College students using down time during faculty strike to learn independently
Classes remain cancelled at colleges across Ontario
While college professors prepare to hit picket lines around the province again today, some students are still hitting the books.
All classes remain cancelled at colleges across Ontario, including Cambrian College and Collège Boréal in Sudbury, Sault College in Sault Ste Marie, Northern College in Timmins and Canadore College in North Bay. Campuses remain open.
Those students in engineering at Cambrian, like second year power engineering student Mike Muzyka, will soon have to write a provincially-mandated exam.
"We're governed under the TSSA [Technical Safety Standards Authority] so we have to pass those exams to get our certificate. So that continues no matter what," Muzyka says.
He calls the atmosphere on campus 'quiet', as students wait to hear if the dispute will end and classes can resume.
However, Muzyka isn't too worried about his upcoming exam.
"We'll put the work in, do what we got to do to get it done."
Muzyka's classmate, Rod Dammeier, is a mature student who says by now he should know how to study on his own.
"To be honest, it's not as big of a deal for me, but if it was your first year in college, I could see a lot of those kids kind of being lost," says Dammeier.
Students have mixed feelings about strike
"I'm trying to stay positive and look at it as it's going to be a small break for the students to try to catch up on their projects, and have that extra time to work. But at the same time it's not fair to anybody - for the college, the students, the professors."
Although she sides with the professors in the dispute, she says she wishes the strike didn't cut into her education time.
Music students have auditions early in the new year. Corman is worried the strike will push back those auditions or students will be left unprepared for the performance.

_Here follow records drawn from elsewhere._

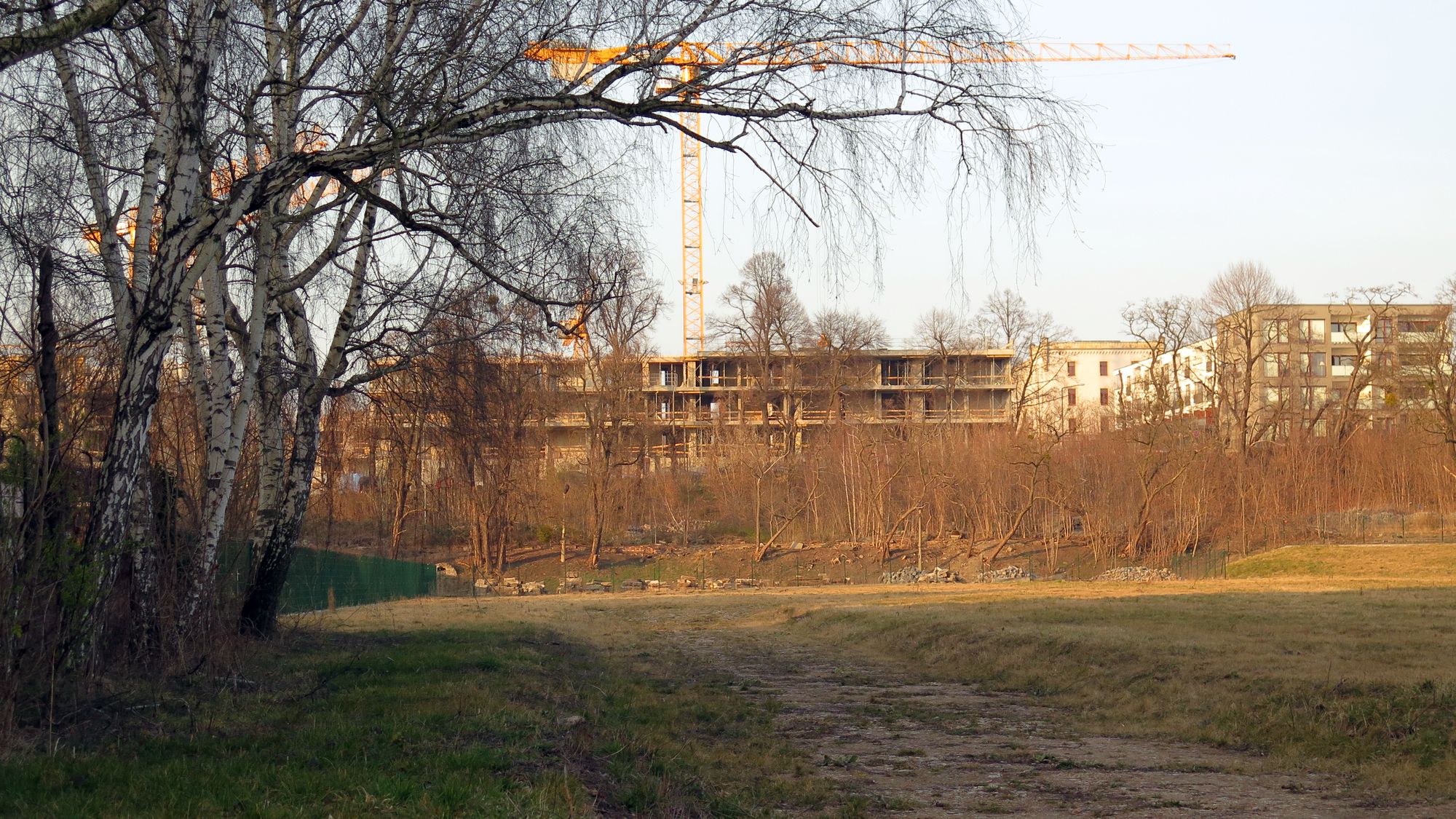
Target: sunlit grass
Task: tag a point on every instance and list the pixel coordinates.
(1329, 657)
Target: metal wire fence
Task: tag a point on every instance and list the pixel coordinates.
(321, 579)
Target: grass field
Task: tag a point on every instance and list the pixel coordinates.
(1337, 659)
(480, 721)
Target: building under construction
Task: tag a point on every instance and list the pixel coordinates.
(687, 401)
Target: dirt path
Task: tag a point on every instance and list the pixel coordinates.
(947, 749)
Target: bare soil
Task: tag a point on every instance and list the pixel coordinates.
(947, 749)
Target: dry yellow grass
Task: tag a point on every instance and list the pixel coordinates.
(1332, 657)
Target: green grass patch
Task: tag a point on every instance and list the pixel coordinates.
(1381, 561)
(484, 721)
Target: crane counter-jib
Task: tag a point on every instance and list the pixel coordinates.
(579, 63)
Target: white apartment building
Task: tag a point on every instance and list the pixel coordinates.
(1074, 385)
(1182, 378)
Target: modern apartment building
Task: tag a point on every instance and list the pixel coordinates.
(1275, 369)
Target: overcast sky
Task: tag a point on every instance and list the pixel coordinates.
(1327, 151)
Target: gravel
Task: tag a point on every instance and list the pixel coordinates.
(1136, 574)
(912, 574)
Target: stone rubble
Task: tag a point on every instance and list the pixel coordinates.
(912, 574)
(1005, 574)
(1136, 574)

Will disruption affect student visas?
Meanwhile, some international students at Cambrian are eyeing the calendar nervously, wondering if the faculty strike will affect their student visas.
"Unfortunately, if it stays longer than what we expect, it's going to be tough for [international students] to manage their certain level of qualification criteria to be staying in Canada," Singh Broca says.
The Ontario Public Service Employees Union representing 12,000 professors at 24 colleges says it's fighting to turn more contract jobs into permanent ones. The College Employer Council says this would be too expensive.
As of Monday, there were no talks scheduled to end the dispute.